As features, I exposed what I could through the API: db id (to ensure uniqueness), name, gender, breeds, and size.
Data munging (or “what I learned about cats”)
As always, it’s expected that the majority of work on any data problem is cleanup. Here, that meant learning about what different cat breeds exist, in order to best understand trends in breed and name origin. While some basics were involved (refining all text to lowercase, for example), there certainly required more brute work to produce a clean data set.
What I ultimately learned: most people don’t actually know cat breeds.
Once I had a unique list of cat breeds, it was time to investigate what each breed looked like. I often found that many of the cat breeds listed were not breeds at all. Cat “breeds” like calico, tortoiseshell, tabby, and tortie actually explained the pattern and color of the cat’s hair, but were different from the actual breeds, such as Manx, Javanese, Ragdoll, or Chartreux.
While some of these cats had secondary breeds that consisted of the real breed, many were still missing. Just shy of 9000 cats (23% of the dataset) could no longer be identified by a breed.

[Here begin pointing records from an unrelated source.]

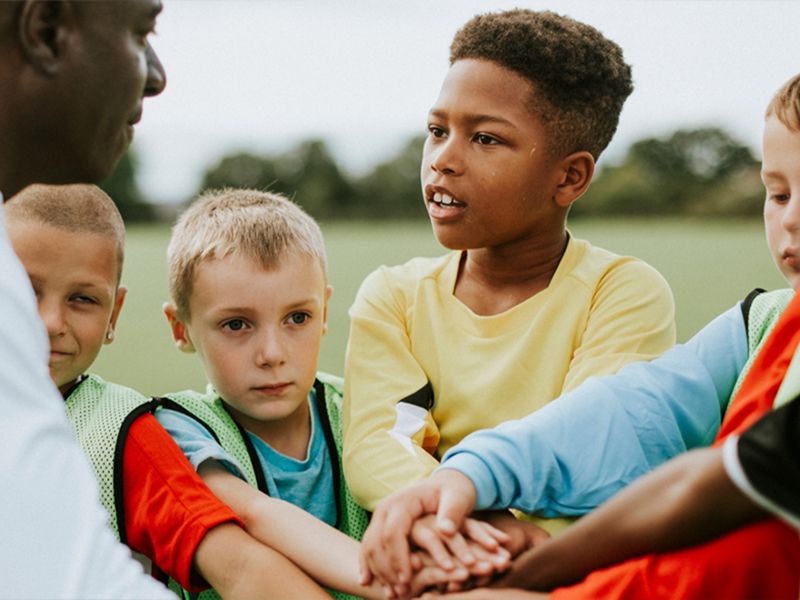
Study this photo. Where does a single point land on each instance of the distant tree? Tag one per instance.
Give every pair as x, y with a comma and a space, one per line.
123, 188
308, 174
691, 172
392, 188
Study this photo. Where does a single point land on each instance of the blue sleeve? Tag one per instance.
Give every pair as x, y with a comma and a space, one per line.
195, 441
580, 449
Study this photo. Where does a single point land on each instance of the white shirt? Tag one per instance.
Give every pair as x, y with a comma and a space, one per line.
54, 539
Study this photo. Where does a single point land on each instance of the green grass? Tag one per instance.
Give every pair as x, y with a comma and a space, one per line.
710, 265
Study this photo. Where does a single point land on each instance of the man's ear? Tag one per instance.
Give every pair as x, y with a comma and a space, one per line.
577, 171
180, 333
112, 322
44, 29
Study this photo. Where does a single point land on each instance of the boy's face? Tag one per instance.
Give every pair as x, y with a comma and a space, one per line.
780, 172
486, 175
74, 275
110, 70
258, 333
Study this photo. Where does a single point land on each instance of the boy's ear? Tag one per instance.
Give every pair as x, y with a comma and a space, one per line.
122, 291
328, 294
180, 334
577, 171
45, 27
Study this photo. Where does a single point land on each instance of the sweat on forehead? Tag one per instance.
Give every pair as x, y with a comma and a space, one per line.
260, 225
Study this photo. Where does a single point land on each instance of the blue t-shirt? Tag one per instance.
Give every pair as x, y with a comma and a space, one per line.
305, 483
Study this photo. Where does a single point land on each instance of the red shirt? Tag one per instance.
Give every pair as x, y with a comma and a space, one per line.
168, 508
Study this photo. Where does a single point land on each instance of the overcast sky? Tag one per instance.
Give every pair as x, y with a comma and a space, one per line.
362, 74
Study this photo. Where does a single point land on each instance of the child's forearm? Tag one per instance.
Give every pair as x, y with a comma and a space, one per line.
325, 554
686, 501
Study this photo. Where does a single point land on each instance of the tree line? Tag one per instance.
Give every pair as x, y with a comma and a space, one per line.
701, 172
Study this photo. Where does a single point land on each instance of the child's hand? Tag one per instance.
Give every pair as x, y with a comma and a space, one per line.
385, 552
476, 547
522, 535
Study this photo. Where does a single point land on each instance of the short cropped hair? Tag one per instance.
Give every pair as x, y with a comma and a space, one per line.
76, 208
580, 79
785, 104
263, 226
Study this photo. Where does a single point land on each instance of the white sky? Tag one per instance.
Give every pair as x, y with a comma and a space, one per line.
361, 74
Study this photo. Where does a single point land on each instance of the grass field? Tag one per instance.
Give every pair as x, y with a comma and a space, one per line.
710, 265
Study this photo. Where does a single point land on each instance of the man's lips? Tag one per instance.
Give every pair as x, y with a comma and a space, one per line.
273, 388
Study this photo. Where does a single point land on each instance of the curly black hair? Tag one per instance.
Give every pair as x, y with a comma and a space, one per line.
580, 79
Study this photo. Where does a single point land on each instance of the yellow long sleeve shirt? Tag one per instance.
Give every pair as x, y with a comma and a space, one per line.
422, 370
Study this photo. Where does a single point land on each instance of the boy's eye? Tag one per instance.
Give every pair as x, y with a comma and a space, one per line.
299, 318
436, 131
235, 324
485, 139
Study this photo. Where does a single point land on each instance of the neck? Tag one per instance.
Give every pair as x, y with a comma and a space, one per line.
493, 280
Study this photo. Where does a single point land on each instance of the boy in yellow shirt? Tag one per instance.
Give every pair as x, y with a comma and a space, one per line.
520, 311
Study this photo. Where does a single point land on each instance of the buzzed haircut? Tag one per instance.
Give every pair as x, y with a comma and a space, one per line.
580, 79
263, 226
78, 208
785, 104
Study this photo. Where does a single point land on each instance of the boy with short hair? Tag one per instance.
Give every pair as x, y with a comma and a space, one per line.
70, 240
653, 412
64, 118
520, 311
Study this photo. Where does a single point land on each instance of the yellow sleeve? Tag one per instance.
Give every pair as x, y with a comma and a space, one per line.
388, 429
632, 318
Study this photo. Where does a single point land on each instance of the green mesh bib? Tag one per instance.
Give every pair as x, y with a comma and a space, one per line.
209, 410
765, 310
101, 414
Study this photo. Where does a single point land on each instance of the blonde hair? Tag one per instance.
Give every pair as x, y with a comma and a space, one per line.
77, 208
785, 104
260, 225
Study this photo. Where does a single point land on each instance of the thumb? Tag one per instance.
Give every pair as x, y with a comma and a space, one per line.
456, 502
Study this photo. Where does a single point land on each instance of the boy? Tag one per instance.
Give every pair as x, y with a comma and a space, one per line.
73, 77
70, 240
249, 295
647, 409
520, 312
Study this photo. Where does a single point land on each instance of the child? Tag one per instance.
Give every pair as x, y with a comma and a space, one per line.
521, 311
654, 411
70, 240
249, 295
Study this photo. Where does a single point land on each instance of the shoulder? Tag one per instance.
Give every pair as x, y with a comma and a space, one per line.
598, 268
407, 275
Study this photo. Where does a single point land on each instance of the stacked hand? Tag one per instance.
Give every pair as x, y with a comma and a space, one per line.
421, 538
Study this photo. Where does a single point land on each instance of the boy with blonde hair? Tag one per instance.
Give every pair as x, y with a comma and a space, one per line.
692, 521
70, 239
248, 282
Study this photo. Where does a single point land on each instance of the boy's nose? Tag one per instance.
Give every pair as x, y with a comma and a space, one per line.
791, 216
156, 76
445, 158
52, 315
271, 351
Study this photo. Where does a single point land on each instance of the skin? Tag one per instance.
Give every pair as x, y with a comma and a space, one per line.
258, 334
781, 177
704, 502
487, 151
75, 277
71, 116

Finally, I removed name outliers. Since I was mostly interested in how people name cats, I used plyr’s
ddply to count cat name frequency and removed names that occurred infrequently, leaving 14 names.
To no surprise, if many do not know what their cat’s breed is, then it was less likely to expect any correlation in naming. Instead, turning to the cat’s color and size, I found some obvious but neat determiners of what a cat’s name will be.

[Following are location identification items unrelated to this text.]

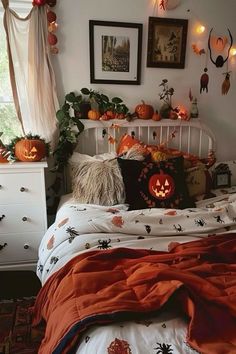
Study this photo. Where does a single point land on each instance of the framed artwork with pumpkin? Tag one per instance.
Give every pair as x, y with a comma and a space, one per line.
115, 52
167, 39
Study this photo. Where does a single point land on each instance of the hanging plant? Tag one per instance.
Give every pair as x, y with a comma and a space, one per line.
70, 128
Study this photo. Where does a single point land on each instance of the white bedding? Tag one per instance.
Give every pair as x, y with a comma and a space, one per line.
80, 228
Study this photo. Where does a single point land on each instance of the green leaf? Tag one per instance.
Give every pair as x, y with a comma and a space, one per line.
61, 115
85, 91
104, 98
70, 97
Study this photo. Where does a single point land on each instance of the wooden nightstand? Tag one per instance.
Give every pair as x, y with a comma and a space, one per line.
23, 214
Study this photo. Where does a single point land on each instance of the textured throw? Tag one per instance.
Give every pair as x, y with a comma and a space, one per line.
106, 286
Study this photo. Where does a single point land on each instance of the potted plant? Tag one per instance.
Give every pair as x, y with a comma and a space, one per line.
70, 127
166, 110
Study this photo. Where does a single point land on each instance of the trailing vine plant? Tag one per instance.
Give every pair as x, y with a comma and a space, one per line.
70, 127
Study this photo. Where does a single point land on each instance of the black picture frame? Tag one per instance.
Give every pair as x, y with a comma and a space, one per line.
119, 63
167, 38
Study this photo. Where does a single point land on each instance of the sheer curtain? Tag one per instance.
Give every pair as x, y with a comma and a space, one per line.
31, 72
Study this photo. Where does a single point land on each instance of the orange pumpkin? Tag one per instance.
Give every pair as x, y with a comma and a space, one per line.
156, 116
30, 150
3, 159
144, 111
93, 114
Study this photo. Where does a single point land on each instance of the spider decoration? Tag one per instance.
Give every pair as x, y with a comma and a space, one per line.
104, 244
72, 232
164, 348
54, 260
220, 61
178, 228
219, 220
200, 222
148, 228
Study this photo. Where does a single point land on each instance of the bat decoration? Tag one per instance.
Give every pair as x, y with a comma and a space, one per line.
219, 62
198, 51
226, 83
204, 81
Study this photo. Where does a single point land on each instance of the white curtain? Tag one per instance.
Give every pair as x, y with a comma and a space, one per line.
31, 72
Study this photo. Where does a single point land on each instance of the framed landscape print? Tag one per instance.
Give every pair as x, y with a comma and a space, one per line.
166, 42
115, 52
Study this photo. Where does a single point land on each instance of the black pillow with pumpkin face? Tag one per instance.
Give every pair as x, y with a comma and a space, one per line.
155, 184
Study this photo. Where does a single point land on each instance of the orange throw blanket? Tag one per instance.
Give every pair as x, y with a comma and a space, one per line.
103, 286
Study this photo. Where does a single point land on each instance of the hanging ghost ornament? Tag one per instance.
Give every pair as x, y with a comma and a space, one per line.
219, 61
204, 81
226, 84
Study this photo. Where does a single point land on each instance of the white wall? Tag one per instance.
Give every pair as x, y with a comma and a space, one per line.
73, 71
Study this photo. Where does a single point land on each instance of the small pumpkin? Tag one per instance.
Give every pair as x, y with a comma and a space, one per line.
156, 116
144, 111
93, 114
30, 150
3, 151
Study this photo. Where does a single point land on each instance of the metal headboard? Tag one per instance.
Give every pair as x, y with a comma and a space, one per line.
191, 136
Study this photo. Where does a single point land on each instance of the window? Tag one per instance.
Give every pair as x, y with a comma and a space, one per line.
9, 123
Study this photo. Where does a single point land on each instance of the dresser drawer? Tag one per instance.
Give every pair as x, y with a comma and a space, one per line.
19, 248
20, 187
21, 218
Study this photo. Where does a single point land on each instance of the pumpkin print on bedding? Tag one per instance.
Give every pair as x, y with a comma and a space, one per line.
155, 184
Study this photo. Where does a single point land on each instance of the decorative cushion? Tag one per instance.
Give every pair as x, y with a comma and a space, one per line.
161, 152
155, 185
97, 179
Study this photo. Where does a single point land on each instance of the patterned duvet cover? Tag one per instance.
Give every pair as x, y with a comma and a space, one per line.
81, 228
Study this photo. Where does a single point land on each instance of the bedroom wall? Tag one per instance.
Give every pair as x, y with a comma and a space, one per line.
73, 71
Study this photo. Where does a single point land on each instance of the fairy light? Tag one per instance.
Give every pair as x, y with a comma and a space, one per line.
200, 29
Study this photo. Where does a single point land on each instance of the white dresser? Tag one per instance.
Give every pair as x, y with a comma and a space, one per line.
23, 214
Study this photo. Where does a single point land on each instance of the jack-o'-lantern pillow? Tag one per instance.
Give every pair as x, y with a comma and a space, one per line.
155, 184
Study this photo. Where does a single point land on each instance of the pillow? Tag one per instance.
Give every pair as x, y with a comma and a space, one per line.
161, 152
99, 181
155, 185
199, 181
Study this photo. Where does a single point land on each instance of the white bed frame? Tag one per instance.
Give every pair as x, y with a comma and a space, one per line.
191, 136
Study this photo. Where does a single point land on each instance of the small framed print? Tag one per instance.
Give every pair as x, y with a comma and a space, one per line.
115, 52
166, 42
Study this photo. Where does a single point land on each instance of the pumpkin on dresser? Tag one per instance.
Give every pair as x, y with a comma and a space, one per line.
144, 111
28, 148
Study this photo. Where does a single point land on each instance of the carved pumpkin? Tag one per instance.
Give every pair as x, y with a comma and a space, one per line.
144, 111
30, 150
93, 114
156, 116
161, 186
3, 159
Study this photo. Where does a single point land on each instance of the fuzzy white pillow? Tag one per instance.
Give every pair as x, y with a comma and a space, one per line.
99, 181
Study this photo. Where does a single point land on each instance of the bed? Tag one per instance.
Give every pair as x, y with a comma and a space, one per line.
130, 269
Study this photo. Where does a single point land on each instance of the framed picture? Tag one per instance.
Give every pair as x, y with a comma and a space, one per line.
115, 52
166, 42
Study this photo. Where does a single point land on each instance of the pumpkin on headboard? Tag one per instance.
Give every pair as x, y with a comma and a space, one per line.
30, 150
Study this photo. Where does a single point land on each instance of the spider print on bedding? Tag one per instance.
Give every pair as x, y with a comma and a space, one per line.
163, 348
119, 346
104, 244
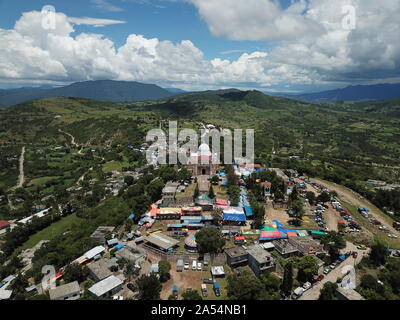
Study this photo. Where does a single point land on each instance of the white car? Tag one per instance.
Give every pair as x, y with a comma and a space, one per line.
306, 286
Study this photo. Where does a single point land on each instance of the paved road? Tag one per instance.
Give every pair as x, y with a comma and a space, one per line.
338, 272
357, 200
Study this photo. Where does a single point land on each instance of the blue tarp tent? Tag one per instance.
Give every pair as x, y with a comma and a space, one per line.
234, 217
248, 210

A cat’s color can be very indicative for certain names. Calico cats tend to be named Callie, black and white cats often named Oreo, and black cats hover between Midnight and Shadow. Below, I called to attention some clear preferences to names based on color, where Baby, Bella, and Lucy show what the typical color distribution looked like.
Although Midnight (79 cats) and Shadow (89) seem like gender ambiguous names, checking distribution based on gender suggested otherwise:
There also displayed light correlations with a cat’s size and its name. Here, I considered only female cats. Females represented the majority of the data, and this split also removed the likelihood that the cat was larger because it was male. I also filtered down to two distinct sizes: small and large. I removed medium since it’s not clear how a cat would be labeled medium versus small or large, and I also removed extra large since it had a small sample size.
The data seems to suggest some names are more common with small female cats than large female cats, Gracie and Molly being exceptionally small cats, compared to Midnight, which was almost twice as often a large cat. Why? Who knows. Cats make me sneeze.
Interestingly enough, the most common cat name ended up being Bella, though my bet, there’s some outside influence.
Although I completely avoided working with the text descriptions of each cat, I imagine by processing the description text, more details can be extracted that aren’t captured in the breed, color, and size. Next time!